Introduction

This package aims to provide the functions for communicating with Amazon Web Services(AWS) Elastic Container Service(ECS) using AWS REST APIs. The ECS functions start with the prefix ecs_ and EC2 functions start with ec2_. The general-purpose functions have the prefix aws_.

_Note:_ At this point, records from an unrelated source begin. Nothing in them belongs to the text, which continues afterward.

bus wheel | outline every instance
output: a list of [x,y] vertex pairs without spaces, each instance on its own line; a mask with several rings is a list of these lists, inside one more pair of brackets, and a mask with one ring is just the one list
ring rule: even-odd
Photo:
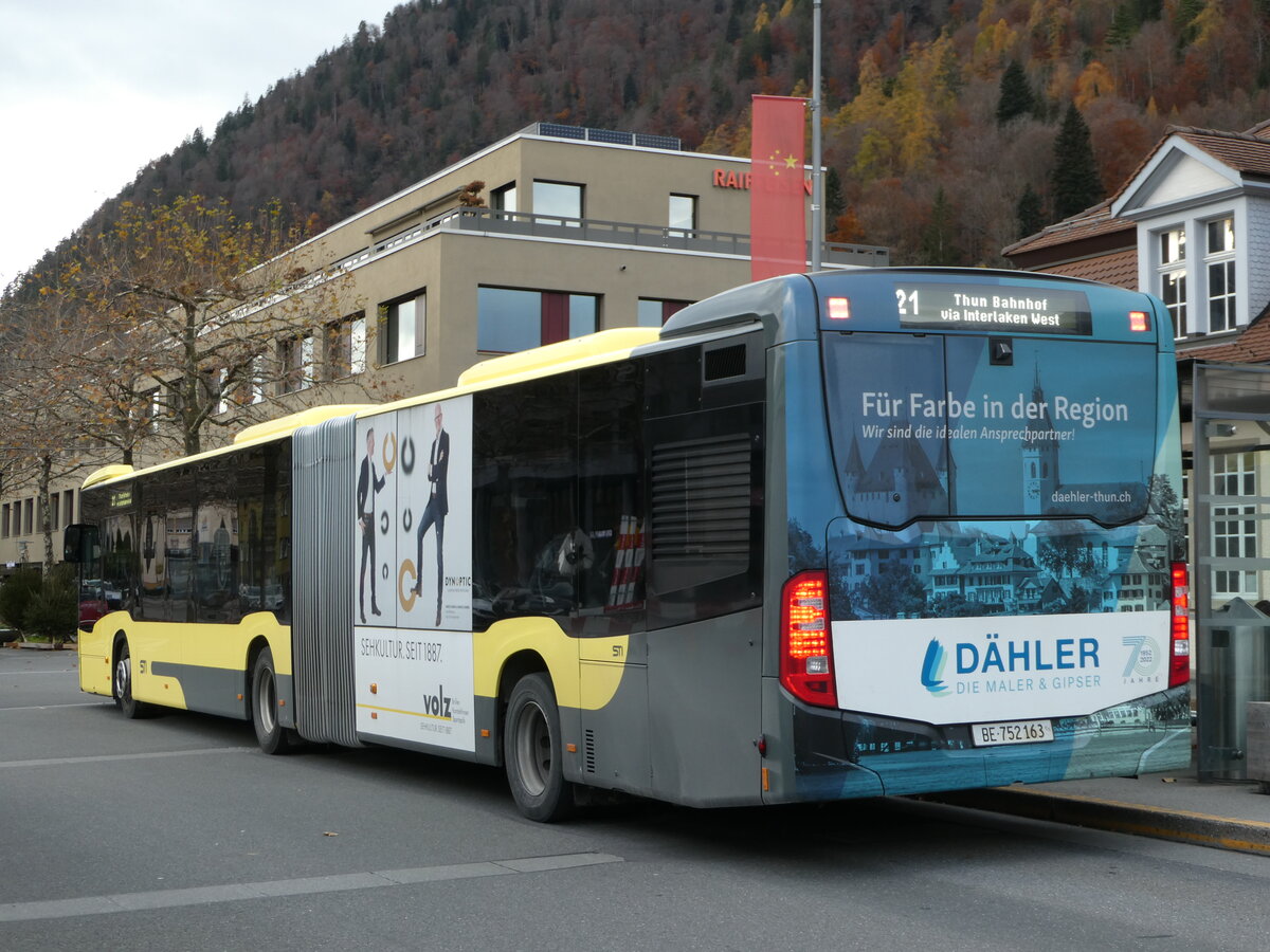
[[150,713],[150,706],[132,697],[132,656],[128,642],[121,641],[114,652],[114,703],[130,721]]
[[551,823],[573,812],[573,784],[560,757],[560,711],[545,674],[528,674],[507,702],[503,760],[516,805],[531,820]]
[[296,732],[278,724],[278,679],[268,647],[251,665],[251,726],[260,750],[267,754],[287,754],[298,745]]

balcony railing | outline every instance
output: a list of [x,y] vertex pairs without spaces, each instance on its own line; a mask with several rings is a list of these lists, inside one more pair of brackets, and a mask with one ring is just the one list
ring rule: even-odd
[[[599,218],[565,218],[559,215],[531,215],[507,212],[498,208],[452,208],[433,218],[376,241],[368,249],[351,255],[344,267],[359,264],[413,242],[433,231],[485,232],[489,235],[518,235],[522,237],[554,239],[597,245],[626,245],[632,248],[659,248],[696,254],[749,256],[749,235],[705,228],[669,228],[634,222],[603,221]],[[810,259],[812,242],[808,242]],[[846,245],[826,242],[826,264],[883,267],[890,261],[890,251],[878,245]]]

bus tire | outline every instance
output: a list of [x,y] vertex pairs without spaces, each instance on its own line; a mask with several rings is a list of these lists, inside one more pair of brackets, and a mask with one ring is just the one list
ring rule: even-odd
[[525,816],[552,823],[573,812],[573,784],[564,778],[560,755],[560,710],[545,674],[527,674],[512,689],[503,724],[503,762],[507,784]]
[[114,649],[114,680],[112,693],[119,713],[130,721],[146,717],[150,704],[132,697],[132,655],[128,652],[128,640],[123,638]]
[[263,649],[251,665],[251,726],[265,754],[290,754],[298,746],[295,730],[278,722],[278,678],[273,651]]

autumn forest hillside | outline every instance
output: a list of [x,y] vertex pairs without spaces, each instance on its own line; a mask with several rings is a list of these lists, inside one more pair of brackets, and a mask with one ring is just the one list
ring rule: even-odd
[[[1270,0],[824,0],[823,33],[831,237],[895,263],[1001,264],[1063,211],[1073,104],[1082,201],[1168,124],[1270,118]],[[324,227],[536,121],[748,155],[749,96],[804,95],[810,69],[812,0],[417,0],[156,157],[98,221],[199,193]]]

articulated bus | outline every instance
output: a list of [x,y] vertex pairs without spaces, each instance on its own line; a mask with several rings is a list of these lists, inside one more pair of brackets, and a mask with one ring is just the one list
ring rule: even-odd
[[84,691],[502,765],[536,820],[1190,758],[1171,324],[1121,288],[773,278],[83,512]]

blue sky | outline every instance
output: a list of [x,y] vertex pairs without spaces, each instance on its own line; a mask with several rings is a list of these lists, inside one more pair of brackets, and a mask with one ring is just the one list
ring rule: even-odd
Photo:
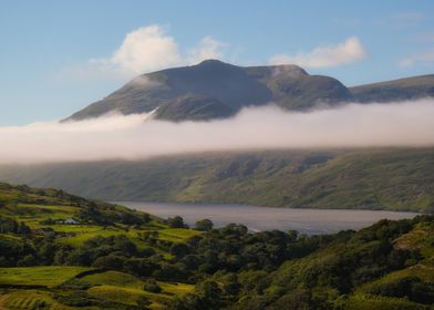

Since there are above 400 EC2 APIs, it is not possible for the unit test to cover all use cases. If you see any problems when using the package, please consider to submit the issue to GitHub issue.

Authentication

Credentials must be provided for using the package. The package uses access key id and secret access key to authenticate with AWS. See AWS user guide for the information about how to obtain them from AWS console. The credentials can be set via aws_set_credentials().

aws_set_credentials()
#> $access_key_id
#> [1] "AK**************OYX3"
#> 
#> $secret_access_key
#> [1] "mL**********************************XGGH"
#> 
#> $region
#> [1] "ap-southeast-1"

The function aws_set_credentials sets both the credentials and the region of the AWS service. You can either explicitly provide them by the function arguments or rely on the locator to automatically find your credentials. There are many ways to locate the credentials but the most important methods are as follow(sorted by the search order):

  1. environment variables AWS_ACCESS_KEY_ID, AWS_SECRET_ACCESS_KEY, AWS_DEFAULT_REGION, and AWS_SESSION_TOKEN

  2. a profile in a global credentials dot file in a location set by AWS_SHARED_CREDENTIALS_FILE or defaulting typically to "~/.aws/credentials" (or another OS-specific location), using the profile specified by AWS_PROFILE

Users can find the details on how the credentials are located from ?aws.signature::locate_credentials. A list of AWS regions can be found by calling the function aws_list_regions.

aws_list_regions()
#>  [1] "us-east-1"      "us-east-2"      "us-west-1"      "us-west-2"      "us-gov-west-1" 
#>  [6] "us-gov-east-1"  "ca-central-1"   "eu-north-1"     "eu-west-1"      "eu-west-2"     
#> [11] "eu-west-3"      "eu-central-1"   "eu-south-1"     "af-south-1"     "ap-northeast-1"
#> [16] "ap-northeast-2" "ap-northeast-3" "ap-southeast-1" "ap-southeast-2" "ap-east-1"     
#> [21] "ap-south-1"     "sa-east-1"      "me-south-1"

Call the functions

Calling the EC2 or ECS function is simple, for example, you can list all ECS clusters via

ecs_list_clusters()
#> REST request failed with the message:
#>  Timeout was reached: [ecs.ap-southeast-1.amazonaws.com] Send failure: Connection was aborted
#> [1] "arn:aws:ecs:ap-southeast-1:020007817719:cluster/R-worker-cluster"
#> [2] "arn:aws:ecs:ap-southeast-1:020007817719:cluster/test"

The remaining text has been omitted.